When it comes to formal assessment, the most effective way to obtain information about both languages is using valid testing materials that are developed for this multicultural and multilingual population. Unfortunately, when it comes to culturally and linguistically diverse students, standardized test scores leave children at a disadvantage when it comes to diagnosis since most of the available tests do not have representation of all dialects and cultural backgrounds in their normative samples, affecting their reliability and validity and in consequence not getting an accurate diagnosis. Also, there’s a lack of testing and assessment materials developed for bilingual children with different linguistic backgrounds. Caesar and Kohler (2007) demonstrated that the most frequently used language assessment measures with bilingual children were the Peabody Picture Vocabulary Test (PPVT; Dunn & Dunn, 1997), the Clinical Evaluation of Language Fundamentals, 3rd Edition (CELF-3; Semel & Secord, 1995), language sampling, and the Expressive One Word Picture Vocabulary Test (EOWPVT; Gardner, 1990). Although research suggests that there's a lack of validity and reliability when using these standardized tests as a basis for diagnosis in bilingual children, this continues to be a reality these days. For this reason, it is recommended that clinicians examine the tests manuals to ensure that the child’s demographic profile is represented in the normative sample of standardized assessments (Friberg, 2010; Padilla, 2007). Also, adaptation to scoring procedures could be employed to have a better picture of the child’s language competencies across the two languages.

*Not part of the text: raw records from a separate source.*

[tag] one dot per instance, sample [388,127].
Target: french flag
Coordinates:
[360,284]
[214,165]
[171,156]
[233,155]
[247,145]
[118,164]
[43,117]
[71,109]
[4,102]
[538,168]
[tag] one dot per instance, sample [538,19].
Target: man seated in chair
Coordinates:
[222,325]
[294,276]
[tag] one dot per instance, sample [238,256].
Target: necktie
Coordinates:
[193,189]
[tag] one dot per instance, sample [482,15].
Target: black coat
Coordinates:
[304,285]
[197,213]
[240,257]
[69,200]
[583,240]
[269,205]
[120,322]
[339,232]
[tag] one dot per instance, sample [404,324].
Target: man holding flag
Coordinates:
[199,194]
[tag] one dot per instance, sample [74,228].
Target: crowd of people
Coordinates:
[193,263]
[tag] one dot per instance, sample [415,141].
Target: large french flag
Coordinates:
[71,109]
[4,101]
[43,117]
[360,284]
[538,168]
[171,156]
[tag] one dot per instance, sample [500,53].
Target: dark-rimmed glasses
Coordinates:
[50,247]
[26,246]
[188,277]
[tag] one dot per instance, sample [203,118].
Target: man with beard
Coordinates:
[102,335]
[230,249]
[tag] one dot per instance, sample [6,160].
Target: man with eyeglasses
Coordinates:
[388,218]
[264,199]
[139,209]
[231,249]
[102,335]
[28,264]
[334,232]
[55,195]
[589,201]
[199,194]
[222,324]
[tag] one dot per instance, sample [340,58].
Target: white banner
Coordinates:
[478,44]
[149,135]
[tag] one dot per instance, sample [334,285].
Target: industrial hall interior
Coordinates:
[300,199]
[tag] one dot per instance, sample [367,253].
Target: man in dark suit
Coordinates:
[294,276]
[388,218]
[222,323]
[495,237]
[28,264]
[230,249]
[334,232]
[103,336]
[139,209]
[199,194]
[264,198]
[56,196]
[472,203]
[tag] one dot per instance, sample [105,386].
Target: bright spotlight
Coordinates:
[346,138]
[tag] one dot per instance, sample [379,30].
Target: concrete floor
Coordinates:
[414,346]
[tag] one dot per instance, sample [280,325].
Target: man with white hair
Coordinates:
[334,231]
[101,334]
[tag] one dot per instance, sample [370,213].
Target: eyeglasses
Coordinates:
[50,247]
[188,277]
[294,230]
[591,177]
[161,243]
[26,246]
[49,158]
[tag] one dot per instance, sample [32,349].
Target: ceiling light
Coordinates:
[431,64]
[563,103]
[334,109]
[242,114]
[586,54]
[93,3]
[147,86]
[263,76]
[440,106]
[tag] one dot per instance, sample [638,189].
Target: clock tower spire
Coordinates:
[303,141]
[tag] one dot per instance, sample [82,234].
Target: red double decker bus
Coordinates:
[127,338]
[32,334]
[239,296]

Two formal assessments that have been developed for a various majority and minority languages are the COST-LITMUS tests (Armon-Lotem et al., 2015) and the Bilingual English Spanish Assessment (BESA; Peña et al., 2018). The Language Impairment Testing in Multilingual Settings (LITMUS) is a battery of tools that includes assessments in both receptive and expressive knowledge of nouns and verbs through a picture-based test. These tools represent picture lexical tasks for preschool children, that are comparable across a wide range of languages (Haman, Åuniewska, & Pomiechowska, 2015). The Bilingual English Spanish Assessment (BESA) is an omnibus test of phonology, semantics, and morphosyntax that tests in both Spanish and English languages. This test was standardized with bilingual children aged 4-6 in the United States and was developed specifically for the purpose of identifying phonological and language disorders among Spanish–English bilingual children.